A relative told me that his dad was the same. Both of them were refusing to express their feelings for fear of what might come out. Ultimately, both were terrified of unleashing their grief, as if it were some kind of unruly beast that needed to be kept restrained.
It was only through the dedicated work of the charity Winston's Wish that this boy and his father were slowly able to unpick their emotions and allow themselves to properly grieve. And only after this process could the healing begin.
Helping boys to articulate their emotions
Illustration: Erika Meza
This was not an isolated incident. I worked with many challenging and angry young boys. Boys who would shout and kick. Boys who would ram their fists against the walls and slam out of classrooms, hurling a string of abuse at those left behind them.
Ultimately, these were all young men linked by the same thing - they were all struggling with big issues in their lives and unable to articulate how this affected them. Whereas the girls in similar situations would often sit down and express their fears and worries, the boys rarely could.
I worked with boys who were in secondary school and it was much harder, at this age, to knock down the walls that they had begun to construct tightly around themselves.
It's essential therefore to have discussions and interventions targeted at younger children - ideally upper primary, before the pressures of secondary school kick in and before these self-constructed walls are built too high.
This was why I wanted to write Lost, a book about a boy dealing with grief, and why I wanted to target a younger, middle-grade audience.
The difference that books can make
In Lost, Alfie is really struggling to channel his feelings.
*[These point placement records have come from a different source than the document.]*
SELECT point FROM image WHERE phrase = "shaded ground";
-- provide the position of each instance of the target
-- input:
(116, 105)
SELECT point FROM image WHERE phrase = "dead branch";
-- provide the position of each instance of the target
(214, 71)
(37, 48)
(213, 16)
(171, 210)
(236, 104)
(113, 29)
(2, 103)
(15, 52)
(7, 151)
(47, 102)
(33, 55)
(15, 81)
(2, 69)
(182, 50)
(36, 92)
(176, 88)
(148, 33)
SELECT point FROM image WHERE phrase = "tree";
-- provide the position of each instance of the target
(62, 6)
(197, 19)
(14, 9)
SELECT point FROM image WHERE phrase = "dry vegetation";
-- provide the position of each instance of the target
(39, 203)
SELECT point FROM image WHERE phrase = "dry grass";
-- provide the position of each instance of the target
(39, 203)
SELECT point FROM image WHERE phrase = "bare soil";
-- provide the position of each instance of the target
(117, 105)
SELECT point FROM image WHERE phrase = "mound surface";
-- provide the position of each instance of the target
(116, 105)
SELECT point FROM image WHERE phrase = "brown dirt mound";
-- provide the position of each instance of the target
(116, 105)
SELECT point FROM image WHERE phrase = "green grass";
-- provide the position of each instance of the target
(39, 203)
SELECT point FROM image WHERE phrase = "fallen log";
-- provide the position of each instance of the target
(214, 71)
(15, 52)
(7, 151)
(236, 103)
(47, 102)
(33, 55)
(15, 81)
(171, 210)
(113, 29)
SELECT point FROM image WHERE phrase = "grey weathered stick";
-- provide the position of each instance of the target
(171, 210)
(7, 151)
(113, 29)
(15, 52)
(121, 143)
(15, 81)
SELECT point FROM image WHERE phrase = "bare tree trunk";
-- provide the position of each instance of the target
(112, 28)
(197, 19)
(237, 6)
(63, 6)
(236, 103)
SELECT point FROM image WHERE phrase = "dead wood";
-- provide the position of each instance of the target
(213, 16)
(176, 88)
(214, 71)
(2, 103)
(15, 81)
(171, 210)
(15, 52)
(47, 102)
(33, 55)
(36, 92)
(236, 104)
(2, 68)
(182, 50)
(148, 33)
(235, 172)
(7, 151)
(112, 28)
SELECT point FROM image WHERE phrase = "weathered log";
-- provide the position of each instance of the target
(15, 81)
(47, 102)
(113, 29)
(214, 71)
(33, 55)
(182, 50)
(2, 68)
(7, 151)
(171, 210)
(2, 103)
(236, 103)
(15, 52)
He thinks that it's wrong to cry. He believes he should be 'strong' for his dad. I wanted to show in this book that true strength comes from accepting the pain and talking about it.
As an author and an avid reader, I am always going to advocate that books can help. But the simple truth is: they can. Books can lessen isolation, bridge the gaps between understanding and help to encourage the need to talk and share our feelings and experiences.
Because that's what we need to do above all else: talk.
We need to be open about the challenges that face us in life, and, more so than ever today, we need to ensure that boys are able to grieve properly. We need to promote the message that crying is not just okay, but is a necessity, for boys as much as anyone else.